Нацистов выводили из себя антифашистские заявления Эйнштейна. Геббельс развернул широкую кампанию с прямым призывом «Убить Эйнштейна!». За голову ученого была объявлена награда: пятьдесят тысяч марок. Эйнштейн, посмеиваясь, говорил друзьям: «А я и не подозревал, что моя голова стоит так дорого». В Германии его имя уже сделали синонимом предательства.
Прусской академии был предъявлен ультиматум: немедленно исключить Эйнштейна из своего состава. Однако академик умудрился всех перехитрить и загодя отправил свое заявление о выходе из академии:
«Господствующие в Германии в настоящее время порядки вынуждают меня сложить с себя обязанности члена Прусской академии наук. Академия в течение 19 лет давала мне возможность быть свободным от любых профессиональных обязанностей и целиком посвятить себя научной работе. Я знаю, насколько велика должна быть моя благодарность за это. С сожалением покидаю ваш круг творческих и прекрасных человеческих отношений, которыми я, будучи вашим членом, столь долгое время наслаждался».
Одновременно Эйнштейн обратился с открытым письмом в Международную лигу борьбы с антисемитизмом, в котором подчеркивал: «Акты грубого насилия и подавления, направленные против всех людей, свободных духом, а также против евреев, эти акты, которые происходили и происходят в Германии, разбудили, к счастью, совесть тех, кто остался верен идеям гуманизма и политической свободы».
Тут же последовал ответный ход. Рейхсминистр народного просвещения и пропаганды Геббельс объявил о начале общегерманской антиеврейской акции: «Мы часто поступали в отношении мирового еврейства милостиво, чего они вовсе не заслуживали. И какова же благодарность евреев? У нас в стране они каются, а за границей раздувают лживую пропаганду о «немецких зверствах», которая даже превосходит антинемецкую кампанию во время мировой войны. Евреи в Германии могут благодарить таких перебежчиков, как Эйнштейн, за то, что они теперь полностью законно и легально призваны к ответу!»
Закончив курс лекций в Калифорнии, Эйнштейн вернулся в Европу. Решил передохнуть, оглядеться и все-таки понять, что же ему делать дальше. В раздумьях о своей будущей судьбе Эйнштейн отправился в турне по городам Европы. Выступил с лекциями в Брюсселе, Цюрихе, Глазго. В английском порту, заполняя иммиграционную карточку, в графе «профессия», Эйнштейн, недолго думая, черкнул – «профессор», в в графе «национальность» скромно указал – «швейцарец».

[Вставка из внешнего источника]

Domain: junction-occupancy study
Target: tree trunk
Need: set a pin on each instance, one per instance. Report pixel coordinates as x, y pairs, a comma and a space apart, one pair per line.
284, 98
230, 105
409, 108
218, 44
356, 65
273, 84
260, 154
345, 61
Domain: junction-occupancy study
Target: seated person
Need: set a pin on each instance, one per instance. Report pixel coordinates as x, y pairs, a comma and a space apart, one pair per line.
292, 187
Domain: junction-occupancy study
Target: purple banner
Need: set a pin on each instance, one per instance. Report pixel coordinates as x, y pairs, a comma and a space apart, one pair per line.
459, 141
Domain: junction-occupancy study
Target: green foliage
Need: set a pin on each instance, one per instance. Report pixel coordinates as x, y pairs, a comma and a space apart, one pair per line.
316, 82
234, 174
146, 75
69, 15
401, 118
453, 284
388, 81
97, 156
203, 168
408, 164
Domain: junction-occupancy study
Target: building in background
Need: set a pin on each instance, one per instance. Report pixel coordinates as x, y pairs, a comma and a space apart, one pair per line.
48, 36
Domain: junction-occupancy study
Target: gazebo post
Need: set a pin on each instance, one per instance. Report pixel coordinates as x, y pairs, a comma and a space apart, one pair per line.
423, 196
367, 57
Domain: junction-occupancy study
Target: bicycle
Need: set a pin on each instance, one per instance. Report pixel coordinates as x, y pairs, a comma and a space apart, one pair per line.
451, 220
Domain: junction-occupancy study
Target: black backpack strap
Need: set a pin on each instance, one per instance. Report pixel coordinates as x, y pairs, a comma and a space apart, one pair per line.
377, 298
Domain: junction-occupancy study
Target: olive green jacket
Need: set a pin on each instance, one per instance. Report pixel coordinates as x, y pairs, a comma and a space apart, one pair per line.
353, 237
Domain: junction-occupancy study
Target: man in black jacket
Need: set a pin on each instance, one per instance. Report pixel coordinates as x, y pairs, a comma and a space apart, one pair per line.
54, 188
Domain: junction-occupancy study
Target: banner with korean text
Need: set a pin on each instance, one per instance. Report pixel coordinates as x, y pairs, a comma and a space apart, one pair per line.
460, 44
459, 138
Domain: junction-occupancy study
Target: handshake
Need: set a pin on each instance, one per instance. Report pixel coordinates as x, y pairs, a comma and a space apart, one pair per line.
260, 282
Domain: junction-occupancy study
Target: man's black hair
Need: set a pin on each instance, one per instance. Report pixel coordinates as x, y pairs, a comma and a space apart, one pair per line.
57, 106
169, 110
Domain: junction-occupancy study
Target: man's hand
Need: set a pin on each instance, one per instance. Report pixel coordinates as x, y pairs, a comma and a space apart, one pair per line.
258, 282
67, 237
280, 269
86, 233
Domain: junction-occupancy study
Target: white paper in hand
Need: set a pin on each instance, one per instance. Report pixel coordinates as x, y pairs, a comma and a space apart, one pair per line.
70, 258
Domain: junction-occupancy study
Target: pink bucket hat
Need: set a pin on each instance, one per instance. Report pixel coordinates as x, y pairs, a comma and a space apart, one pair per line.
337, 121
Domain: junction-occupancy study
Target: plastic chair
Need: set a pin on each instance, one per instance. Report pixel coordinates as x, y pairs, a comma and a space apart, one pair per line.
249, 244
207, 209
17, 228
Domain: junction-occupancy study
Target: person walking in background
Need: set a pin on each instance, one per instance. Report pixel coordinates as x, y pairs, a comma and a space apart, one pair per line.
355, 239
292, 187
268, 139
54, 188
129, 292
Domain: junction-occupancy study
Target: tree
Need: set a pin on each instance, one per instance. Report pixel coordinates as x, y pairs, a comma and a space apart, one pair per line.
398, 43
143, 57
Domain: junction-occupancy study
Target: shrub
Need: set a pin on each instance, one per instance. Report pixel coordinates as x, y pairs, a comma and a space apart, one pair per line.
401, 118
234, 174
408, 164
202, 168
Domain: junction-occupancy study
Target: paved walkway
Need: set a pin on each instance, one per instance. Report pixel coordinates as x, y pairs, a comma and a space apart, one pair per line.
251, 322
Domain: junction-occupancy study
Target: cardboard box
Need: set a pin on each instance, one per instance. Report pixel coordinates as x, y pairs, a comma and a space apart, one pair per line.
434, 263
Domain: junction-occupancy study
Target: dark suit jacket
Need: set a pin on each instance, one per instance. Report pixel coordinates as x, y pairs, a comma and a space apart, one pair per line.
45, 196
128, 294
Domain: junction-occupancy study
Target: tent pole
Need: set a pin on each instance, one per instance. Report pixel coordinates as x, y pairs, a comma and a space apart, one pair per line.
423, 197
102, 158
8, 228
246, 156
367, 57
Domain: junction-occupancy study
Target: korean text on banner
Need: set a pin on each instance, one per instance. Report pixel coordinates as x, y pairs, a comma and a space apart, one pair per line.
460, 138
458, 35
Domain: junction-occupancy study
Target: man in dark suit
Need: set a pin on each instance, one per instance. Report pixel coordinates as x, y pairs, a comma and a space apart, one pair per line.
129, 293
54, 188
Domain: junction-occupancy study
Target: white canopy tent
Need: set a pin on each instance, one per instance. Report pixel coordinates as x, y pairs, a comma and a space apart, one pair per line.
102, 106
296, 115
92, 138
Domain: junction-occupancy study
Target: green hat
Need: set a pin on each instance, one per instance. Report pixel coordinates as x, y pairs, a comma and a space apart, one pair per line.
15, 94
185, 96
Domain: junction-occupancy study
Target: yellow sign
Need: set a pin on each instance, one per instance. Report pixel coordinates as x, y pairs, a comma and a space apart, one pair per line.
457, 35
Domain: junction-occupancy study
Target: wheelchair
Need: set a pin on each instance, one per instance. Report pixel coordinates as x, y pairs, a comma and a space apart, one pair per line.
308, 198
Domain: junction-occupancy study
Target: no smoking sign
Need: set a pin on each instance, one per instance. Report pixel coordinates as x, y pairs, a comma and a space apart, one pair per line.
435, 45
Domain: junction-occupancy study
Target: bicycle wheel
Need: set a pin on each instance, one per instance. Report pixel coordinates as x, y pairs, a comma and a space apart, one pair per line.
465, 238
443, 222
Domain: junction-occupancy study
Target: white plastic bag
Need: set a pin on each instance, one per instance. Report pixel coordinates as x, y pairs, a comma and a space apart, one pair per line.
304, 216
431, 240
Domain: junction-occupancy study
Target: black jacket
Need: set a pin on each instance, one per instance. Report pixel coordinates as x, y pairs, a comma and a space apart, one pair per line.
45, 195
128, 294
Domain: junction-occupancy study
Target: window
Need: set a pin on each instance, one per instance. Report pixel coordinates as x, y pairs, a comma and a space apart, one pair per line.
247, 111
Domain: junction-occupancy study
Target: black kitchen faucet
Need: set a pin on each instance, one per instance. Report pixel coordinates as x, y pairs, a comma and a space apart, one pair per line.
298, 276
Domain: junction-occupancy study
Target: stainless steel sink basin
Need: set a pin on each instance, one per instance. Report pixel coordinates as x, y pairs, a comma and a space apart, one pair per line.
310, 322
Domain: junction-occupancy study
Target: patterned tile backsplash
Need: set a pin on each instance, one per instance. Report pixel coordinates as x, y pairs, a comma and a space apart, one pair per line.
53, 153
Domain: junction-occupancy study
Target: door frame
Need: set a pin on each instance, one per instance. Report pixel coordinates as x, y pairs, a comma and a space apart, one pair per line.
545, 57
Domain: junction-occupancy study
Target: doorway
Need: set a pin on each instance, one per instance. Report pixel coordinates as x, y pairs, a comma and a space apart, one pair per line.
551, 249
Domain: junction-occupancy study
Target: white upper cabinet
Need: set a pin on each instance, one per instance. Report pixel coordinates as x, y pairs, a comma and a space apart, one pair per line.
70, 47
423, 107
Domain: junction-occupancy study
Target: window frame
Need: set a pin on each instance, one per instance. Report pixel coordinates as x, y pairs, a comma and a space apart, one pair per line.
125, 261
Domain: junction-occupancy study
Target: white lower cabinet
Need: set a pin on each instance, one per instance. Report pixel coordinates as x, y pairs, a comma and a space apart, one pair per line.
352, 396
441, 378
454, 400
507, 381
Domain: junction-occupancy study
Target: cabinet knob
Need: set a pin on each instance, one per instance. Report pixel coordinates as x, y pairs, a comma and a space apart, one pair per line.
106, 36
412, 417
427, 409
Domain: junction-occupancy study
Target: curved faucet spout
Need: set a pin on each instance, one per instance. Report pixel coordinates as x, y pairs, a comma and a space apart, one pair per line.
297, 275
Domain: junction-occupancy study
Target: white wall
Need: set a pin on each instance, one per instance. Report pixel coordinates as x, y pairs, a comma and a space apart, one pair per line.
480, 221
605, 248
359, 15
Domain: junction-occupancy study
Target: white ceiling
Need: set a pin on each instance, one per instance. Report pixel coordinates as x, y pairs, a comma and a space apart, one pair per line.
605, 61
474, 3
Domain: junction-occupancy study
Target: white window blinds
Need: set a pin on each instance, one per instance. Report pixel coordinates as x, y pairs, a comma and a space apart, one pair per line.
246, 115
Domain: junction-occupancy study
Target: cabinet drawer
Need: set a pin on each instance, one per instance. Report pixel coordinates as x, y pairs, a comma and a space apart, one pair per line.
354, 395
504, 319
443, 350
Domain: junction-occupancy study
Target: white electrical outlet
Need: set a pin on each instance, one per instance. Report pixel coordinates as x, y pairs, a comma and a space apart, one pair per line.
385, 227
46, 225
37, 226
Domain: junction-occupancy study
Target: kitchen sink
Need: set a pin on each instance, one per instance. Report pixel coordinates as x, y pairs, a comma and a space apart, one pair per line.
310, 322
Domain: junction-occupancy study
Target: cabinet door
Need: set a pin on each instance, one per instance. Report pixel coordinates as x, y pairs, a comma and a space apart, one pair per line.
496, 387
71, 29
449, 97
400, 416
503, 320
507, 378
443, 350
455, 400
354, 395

(Напомню, еще в 1896 году 17-летний Эйнштейн решил перестать быть немцем, перебравшись в Швейцарию. Тогда ему удалось решить все вопросы за пять минут и три марки. Все годы учебы в политехникуме он обходился без всякого гражданства. В 1901-м, уплатив 1000 марок, стал швейцарским гражданином. Позже ученому пришлось некоторое время побыть австрийцем. Полтора года – с апреля 1911-го по октябрь 1912 года – Эйнштейн работал профессором в Немецком университете Праги. Чтобы выполнить формальности, на этот период он получил гражданство Австро-Венгерской империи. После переселения в Берлин и получения звания академика Прусской академии наук ученому вновь вернулось «почетное немецкое гражданство», и с ним он без проблем путешествовал по миру. Даже Нобелевскую премию Эйнштейну вручали именно как немецкому физику.
Стало быть, Альберт Эйнштейн был австрийцем полтора года, американцем – 15 лет, немцем – 36 лет и швейцарцем 54 года. И всю сознательную жизнь он ощущал себя евреем. Но в то же время утверждал: «Я никогда по-настоящему не принадлежал ни к какой общности, будь то страна, государство, круг моих друзей и даже моя семья. Я всегда воспринимал эти связи как нечто не вполне мое, как постороннее, и мое желание уйти в себя с возрастом все усиливалось».)
Он обожал малые, уютные страны – Голландию, Бельгию, Швейцарию, которые, казалось, Богом были созданы для безмятежной жизни. Взвесив различные варианты, он принял приглашение бельгийской королевской четы провести какое-то время на живописном фламандском побережье. С королем Альбертом и его супругой Элизабет Эйнштейна связывали весьма добрые и неформальные отношения.